Foxx unveiled the letter during a July 21 speech at the National Press Club in Washington, DC.

The secretaries’ letter said that while Congress is expected to pass temporary funding, it “will not ‘fix’ America’s transportation system. For that, we need a much larger and longer-term investment.”

In the last five years Congress has passed 27 short-term measures and it has been more than a decade since the last six-year funding bill, they noted. “This is no way to run a railroad, fill a pothole, or repair a bridge. In fact, the unpredictability about when, or if, funding will come has caused states to delay or cancel projects altogether.”

The letter pointed out that by 2050, the United States is expected to add 100 million people and will need to move 14 billion additional tons of freight, which is almost twice what we move now.

The secretaries also said we will need to invest $1.8 trillion by 2020 just to bring our transportation infrastructure to an adequate level.

At the Press Club event Foxx attacked Congress for not acting on President’s four-year, $302 billion bill, which Obama has been promoting around the country between fundraising events. However, the failure to adopt a new program stems largely from policymakers’ inability to agree on how to fund it.

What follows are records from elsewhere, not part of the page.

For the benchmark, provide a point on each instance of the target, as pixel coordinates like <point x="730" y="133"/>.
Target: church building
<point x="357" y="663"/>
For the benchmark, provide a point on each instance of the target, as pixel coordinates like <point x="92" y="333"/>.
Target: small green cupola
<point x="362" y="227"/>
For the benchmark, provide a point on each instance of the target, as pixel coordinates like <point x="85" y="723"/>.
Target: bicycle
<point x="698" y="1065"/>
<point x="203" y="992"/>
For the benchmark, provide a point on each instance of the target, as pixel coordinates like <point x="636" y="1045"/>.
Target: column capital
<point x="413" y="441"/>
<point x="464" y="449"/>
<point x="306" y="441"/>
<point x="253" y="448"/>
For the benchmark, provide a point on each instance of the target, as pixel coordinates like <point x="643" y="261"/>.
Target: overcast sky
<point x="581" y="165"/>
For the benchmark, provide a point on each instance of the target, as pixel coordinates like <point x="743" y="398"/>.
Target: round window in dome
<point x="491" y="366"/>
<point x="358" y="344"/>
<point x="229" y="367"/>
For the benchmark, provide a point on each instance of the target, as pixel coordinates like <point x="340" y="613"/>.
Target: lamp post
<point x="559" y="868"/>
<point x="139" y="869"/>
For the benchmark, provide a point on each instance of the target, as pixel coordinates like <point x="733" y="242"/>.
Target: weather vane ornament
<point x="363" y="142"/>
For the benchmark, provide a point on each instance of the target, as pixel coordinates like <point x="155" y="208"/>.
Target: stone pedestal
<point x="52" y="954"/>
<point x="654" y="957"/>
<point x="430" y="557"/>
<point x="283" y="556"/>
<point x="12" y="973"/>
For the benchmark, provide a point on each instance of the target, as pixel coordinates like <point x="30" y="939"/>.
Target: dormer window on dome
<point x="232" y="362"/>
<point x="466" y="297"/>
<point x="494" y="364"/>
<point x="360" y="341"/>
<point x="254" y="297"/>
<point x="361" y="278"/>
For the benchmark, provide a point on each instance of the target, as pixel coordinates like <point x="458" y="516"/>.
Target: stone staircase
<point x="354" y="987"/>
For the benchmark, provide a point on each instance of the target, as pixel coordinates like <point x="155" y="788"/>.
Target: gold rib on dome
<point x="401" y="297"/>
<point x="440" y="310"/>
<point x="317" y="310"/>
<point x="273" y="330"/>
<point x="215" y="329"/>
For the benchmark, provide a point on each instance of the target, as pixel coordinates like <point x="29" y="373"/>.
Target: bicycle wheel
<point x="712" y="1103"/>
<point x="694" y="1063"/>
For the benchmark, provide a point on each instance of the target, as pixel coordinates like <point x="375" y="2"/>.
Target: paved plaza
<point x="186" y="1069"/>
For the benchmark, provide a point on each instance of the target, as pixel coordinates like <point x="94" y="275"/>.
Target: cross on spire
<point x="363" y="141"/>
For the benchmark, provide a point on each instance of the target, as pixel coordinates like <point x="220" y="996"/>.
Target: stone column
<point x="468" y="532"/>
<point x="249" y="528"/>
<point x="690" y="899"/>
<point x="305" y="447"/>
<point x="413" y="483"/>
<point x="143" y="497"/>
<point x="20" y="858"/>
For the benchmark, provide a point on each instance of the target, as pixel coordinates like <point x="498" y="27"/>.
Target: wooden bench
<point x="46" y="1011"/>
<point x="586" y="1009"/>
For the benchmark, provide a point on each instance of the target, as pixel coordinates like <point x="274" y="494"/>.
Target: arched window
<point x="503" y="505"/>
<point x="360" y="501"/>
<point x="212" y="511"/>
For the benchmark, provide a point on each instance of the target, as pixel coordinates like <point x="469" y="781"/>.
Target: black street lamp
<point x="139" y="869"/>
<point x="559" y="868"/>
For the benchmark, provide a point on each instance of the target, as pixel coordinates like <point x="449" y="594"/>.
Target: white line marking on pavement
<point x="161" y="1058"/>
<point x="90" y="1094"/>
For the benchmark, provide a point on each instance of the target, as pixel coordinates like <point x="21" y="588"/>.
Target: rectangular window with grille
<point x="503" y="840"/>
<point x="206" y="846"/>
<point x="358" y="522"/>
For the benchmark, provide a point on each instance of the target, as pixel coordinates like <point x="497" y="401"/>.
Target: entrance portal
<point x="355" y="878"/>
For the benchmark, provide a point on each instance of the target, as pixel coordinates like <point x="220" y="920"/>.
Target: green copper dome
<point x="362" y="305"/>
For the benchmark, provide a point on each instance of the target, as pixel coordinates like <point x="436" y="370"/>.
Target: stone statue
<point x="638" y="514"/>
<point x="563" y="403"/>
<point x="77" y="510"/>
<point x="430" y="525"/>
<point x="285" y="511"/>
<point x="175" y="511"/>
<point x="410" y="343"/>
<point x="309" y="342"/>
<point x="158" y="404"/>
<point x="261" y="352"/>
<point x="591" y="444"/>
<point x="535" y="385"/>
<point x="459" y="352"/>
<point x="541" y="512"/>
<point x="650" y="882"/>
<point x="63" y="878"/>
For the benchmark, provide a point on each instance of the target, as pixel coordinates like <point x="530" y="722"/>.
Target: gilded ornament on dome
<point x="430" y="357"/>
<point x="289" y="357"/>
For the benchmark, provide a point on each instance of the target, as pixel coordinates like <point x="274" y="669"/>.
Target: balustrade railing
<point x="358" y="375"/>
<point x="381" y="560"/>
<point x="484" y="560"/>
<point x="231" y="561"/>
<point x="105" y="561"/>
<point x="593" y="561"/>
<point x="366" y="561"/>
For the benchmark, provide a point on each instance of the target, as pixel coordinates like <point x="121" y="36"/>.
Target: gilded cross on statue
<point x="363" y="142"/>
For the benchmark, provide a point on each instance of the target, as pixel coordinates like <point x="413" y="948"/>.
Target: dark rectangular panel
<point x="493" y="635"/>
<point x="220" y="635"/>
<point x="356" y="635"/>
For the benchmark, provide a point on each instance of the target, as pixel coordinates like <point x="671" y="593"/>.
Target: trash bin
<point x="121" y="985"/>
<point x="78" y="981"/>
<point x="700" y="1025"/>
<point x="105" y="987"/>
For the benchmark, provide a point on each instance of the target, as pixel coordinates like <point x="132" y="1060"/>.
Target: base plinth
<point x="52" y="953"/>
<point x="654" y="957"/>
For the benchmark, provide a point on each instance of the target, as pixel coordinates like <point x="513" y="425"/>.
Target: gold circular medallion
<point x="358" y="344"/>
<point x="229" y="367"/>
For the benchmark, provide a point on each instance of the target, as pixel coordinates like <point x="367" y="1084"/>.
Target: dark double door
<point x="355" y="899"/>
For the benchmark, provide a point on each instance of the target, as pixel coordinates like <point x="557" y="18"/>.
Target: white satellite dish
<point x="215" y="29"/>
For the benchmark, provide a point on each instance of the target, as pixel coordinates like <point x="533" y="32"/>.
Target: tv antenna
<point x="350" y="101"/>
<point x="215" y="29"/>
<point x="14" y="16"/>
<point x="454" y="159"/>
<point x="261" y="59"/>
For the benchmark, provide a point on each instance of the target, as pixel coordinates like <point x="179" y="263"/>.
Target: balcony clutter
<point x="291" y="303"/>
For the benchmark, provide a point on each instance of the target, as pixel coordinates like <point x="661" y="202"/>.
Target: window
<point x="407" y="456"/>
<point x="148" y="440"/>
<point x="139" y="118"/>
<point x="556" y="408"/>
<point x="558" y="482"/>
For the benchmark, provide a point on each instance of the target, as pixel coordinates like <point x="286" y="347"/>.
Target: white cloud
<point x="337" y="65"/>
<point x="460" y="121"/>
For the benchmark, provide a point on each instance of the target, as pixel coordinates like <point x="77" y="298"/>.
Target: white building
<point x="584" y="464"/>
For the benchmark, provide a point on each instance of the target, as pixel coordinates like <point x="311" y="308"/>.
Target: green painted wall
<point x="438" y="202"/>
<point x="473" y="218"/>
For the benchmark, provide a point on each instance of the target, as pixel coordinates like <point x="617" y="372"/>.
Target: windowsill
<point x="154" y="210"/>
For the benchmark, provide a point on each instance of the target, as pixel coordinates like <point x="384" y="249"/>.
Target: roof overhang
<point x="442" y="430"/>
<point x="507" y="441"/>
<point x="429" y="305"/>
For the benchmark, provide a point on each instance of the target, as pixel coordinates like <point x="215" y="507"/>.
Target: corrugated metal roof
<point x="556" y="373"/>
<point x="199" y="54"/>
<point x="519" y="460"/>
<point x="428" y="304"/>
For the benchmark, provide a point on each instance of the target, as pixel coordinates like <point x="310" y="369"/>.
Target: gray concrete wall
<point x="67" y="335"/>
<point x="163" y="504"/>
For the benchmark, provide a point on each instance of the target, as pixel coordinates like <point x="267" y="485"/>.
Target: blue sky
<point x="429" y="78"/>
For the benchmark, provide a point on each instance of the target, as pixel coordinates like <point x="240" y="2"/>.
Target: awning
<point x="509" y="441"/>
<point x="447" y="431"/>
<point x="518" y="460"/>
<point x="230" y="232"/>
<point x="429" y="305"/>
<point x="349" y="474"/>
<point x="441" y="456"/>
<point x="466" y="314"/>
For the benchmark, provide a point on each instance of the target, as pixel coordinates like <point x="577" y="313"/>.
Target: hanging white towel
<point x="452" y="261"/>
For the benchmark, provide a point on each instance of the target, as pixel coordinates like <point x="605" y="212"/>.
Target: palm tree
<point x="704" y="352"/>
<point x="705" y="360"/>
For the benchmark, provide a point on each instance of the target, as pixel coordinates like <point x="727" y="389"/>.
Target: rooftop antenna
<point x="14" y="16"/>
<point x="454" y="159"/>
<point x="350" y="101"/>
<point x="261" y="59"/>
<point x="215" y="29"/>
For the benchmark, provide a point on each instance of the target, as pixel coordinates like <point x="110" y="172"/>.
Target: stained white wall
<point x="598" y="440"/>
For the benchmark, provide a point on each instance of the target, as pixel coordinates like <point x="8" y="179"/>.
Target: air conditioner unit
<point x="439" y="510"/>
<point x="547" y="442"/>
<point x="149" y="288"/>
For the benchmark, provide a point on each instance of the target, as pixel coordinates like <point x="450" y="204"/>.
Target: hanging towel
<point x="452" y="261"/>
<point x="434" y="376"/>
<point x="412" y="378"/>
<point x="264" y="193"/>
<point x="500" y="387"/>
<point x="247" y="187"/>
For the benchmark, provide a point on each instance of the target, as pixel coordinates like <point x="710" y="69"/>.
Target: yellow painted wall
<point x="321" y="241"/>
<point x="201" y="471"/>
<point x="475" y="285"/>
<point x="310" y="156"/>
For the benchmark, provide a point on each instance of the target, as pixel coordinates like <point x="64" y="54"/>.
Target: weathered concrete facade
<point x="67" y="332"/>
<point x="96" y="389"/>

American Trucking Associations President Bill Graves also urged Congress act on a long-term plan. “Moving from one funding crisis to another will force states to cancel or delay even more crucial highway projects, putting jobs and the economy at risk.”

Coalition for America’s Gateways and Trade Corridors President Leslie Blakey agreed with the secretaries that a multi-year program is overdue.

“Unfortunately, the U.S. has in recent years refused to make even the bottom line investments needed to maintain our transportation infrastructure, much less fund expansions of capacity,” she said.